Despite high levels of confidence in their knowledge, the average score was just 44%
Overconfidence often leads to mistakes and many Canadians believe they know more about financial management than the evidence suggests.
Almost 1,400 adults took a financial literacy test to assess their knowledge, skills, and confidence, but the average score was just 44%.
Online real estate market Zolo found that 90% of respondents said that their confidence in money management skills was “very good” or “good” which is up 20 percentage points from a year earlier.
Seven in ten respondents said they were confident in keeping track of money and almost as many said they were good at making ends meet, while 83% believe they have a clear idea of what financial products they need.
But, more worryingly, 76% said they would run out of money in 90 days if they lost their job today and 45% are 2 or more months behind on their mortgage or rent payments.

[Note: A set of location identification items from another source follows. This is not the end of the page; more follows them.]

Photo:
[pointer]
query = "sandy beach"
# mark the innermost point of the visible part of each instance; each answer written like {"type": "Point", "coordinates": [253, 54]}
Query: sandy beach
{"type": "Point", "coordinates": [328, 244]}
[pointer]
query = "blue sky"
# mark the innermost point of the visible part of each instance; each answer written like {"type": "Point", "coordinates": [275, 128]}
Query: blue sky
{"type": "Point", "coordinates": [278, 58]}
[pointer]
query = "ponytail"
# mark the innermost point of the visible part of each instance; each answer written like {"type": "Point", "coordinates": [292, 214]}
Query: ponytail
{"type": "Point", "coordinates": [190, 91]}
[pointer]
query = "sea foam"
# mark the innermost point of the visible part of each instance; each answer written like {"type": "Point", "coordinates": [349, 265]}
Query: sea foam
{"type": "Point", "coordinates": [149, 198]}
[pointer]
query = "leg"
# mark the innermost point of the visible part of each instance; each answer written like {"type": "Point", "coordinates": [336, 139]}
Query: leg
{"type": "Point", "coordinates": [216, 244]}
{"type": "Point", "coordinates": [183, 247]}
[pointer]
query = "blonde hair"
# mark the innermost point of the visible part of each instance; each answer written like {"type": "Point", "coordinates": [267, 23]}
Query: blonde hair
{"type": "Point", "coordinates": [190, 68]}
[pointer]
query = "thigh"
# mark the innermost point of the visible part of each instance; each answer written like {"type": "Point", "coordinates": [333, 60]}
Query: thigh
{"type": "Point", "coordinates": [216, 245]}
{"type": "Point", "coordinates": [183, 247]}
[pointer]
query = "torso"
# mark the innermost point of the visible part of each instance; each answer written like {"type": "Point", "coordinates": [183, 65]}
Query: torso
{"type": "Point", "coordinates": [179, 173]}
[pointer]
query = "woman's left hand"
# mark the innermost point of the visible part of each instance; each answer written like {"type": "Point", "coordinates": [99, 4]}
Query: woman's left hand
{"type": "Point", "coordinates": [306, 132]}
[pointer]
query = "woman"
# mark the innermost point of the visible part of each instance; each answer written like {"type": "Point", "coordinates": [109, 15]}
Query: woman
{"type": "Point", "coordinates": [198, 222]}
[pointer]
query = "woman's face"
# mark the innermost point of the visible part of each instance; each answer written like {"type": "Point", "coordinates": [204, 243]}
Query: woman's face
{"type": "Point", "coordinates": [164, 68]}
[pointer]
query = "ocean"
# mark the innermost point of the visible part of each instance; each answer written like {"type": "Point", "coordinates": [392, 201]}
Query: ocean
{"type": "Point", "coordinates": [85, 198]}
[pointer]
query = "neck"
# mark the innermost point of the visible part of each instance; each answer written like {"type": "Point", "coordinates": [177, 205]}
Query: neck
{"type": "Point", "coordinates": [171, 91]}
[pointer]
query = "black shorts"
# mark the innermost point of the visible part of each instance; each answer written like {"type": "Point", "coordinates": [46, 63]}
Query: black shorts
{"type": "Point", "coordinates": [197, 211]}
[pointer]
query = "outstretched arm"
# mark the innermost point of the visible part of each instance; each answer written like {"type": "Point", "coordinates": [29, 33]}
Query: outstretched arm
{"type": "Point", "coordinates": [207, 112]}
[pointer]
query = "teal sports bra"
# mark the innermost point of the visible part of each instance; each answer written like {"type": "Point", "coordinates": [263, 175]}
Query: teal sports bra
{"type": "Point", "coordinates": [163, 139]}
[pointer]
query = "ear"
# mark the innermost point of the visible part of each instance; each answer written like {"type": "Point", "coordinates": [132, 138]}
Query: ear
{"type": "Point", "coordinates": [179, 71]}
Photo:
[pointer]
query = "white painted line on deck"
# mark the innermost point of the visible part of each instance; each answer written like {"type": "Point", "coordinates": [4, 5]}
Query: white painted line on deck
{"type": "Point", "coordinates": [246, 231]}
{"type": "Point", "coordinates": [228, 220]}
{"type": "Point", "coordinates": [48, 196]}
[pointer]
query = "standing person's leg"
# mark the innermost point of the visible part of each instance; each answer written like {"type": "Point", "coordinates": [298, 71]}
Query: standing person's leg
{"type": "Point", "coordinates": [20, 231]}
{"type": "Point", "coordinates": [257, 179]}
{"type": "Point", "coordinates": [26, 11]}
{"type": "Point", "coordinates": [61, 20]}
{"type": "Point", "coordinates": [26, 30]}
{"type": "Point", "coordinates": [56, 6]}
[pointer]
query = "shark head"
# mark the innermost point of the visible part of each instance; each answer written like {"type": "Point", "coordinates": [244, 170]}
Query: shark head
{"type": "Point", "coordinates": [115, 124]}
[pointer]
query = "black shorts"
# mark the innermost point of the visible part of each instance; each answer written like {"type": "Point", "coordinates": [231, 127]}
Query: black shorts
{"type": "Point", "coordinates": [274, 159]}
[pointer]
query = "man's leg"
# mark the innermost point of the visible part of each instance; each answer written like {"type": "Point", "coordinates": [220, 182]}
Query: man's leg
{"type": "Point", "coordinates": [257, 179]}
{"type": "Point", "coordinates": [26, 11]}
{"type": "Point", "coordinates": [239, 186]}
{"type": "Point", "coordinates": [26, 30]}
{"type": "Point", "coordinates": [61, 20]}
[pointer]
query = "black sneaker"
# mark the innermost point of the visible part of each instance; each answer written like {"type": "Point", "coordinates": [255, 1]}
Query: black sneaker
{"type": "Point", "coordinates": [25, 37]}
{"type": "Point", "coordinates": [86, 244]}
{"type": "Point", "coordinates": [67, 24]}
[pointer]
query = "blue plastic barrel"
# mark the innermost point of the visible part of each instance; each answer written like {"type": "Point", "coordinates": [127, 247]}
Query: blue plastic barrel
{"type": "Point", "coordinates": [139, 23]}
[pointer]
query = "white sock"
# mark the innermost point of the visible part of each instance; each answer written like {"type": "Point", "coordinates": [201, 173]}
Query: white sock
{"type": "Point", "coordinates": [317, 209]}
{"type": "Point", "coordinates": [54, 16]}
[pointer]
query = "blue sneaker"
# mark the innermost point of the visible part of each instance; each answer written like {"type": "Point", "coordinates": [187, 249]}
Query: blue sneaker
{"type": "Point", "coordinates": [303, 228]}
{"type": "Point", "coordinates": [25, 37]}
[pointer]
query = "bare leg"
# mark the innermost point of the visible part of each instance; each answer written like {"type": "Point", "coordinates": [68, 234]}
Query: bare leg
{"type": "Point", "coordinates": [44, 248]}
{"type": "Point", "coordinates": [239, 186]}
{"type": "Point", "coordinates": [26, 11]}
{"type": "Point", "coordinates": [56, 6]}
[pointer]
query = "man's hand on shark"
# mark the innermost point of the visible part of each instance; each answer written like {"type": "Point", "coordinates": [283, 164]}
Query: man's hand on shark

More than three quarters of respondents said that they worry about money on a daily, weekly, or monthly basis.
The survey is at odds with another recent survey for Financial Literacy Month by Canada Life, which revealed that many Canadians know more about financial management than they think they do.
The survey highlighted regional variations in financial literacy.
The highest quiz score came out of BC, at 82%, while the lowest was recorded in the Maritimes, at 4%.
It also found variations in the areas of financial management where the gaps in knowledge are most pronounced.
For example, only 3% of respondents correctly defined a credit card, and only 6% of respondents knew that conventional fixed-rate mortgages are charged interest semi-annually in Canada.
Most people (91%) however, knew the behaviours that would hurt their credit rating and 88% understood the importance of a household budget.